Les États-Unis veulent déployer un laboratoire de police scientifique mobile à Laâyoune et Dakhla

- 11h00 - Maroc - Ecrit par : Mohamed A.

Les États-Unis veulent financer le déploiement d’un laboratoire mobile de police scientifique destiné à Laâyoune, Dakhla et leurs environs. L’appel américain arrive à échéance ce mercredi 9 septembre.

Le projet est porté par le Bureau of International Narcotics and Law Enforcement Affairs (INL) du département d’État américain. Publié le 15 juillet sur Grants.gov, l’appel prévoit une enveloppe comprise entre 1,5 et 2,1 millions de dollars et l’attribution d’un seul financement.

L’objectif est de renforcer les capacités marocaines en matière de police scientifique pour lutter contre le trafic de drogue et les organisations criminelles transnationales. Les candidatures doivent officiellement être déposées au plus tard ce mercredi 9 septembre.

Éviter jusqu’à seize heures de transport vers Casablanca

Le document américain pointe notamment une difficulté dans les régions de Laâyoune et Dakhla : les éléments nécessitant une expertise scientifique doivent actuellement être acheminés jusqu’au laboratoire national de Casablanca, un trajet qui peut dépasser seize heures.

Le futur dispositif doit permettre aux équipes marocaines de collecter, analyser et préserver certains éléments directement sur le terrain et d’obtenir rapidement des résultats préliminaires.
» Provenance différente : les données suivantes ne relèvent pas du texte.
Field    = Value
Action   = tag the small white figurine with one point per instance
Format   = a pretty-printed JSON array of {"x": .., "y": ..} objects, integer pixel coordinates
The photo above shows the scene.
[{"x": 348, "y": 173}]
Il devra être entièrement équipé et intégré au système national de police scientifique de la DGSN.

Le programme prévoit également de former les policiers chargés de son utilisation, de sa maintenance et du traitement des preuves.

En parallèle, les États-Unis veulent financer des formations avancées en police scientifique et en analyse de preuves numériques au profit des experts marocains, notamment au sein de l’Institut supérieur des sciences de la sécurité et du laboratoire national de Casablanca.

Le projet doit durer 24 mois, avec un démarrage envisagé en novembre 2026. Washington indique vouloir s’appuyer sur les progrès déjà réalisés avec la DGSN, dont le laboratoire national de police scientifique dispose d’une accréditation selon la norme ISO/IEC 17025.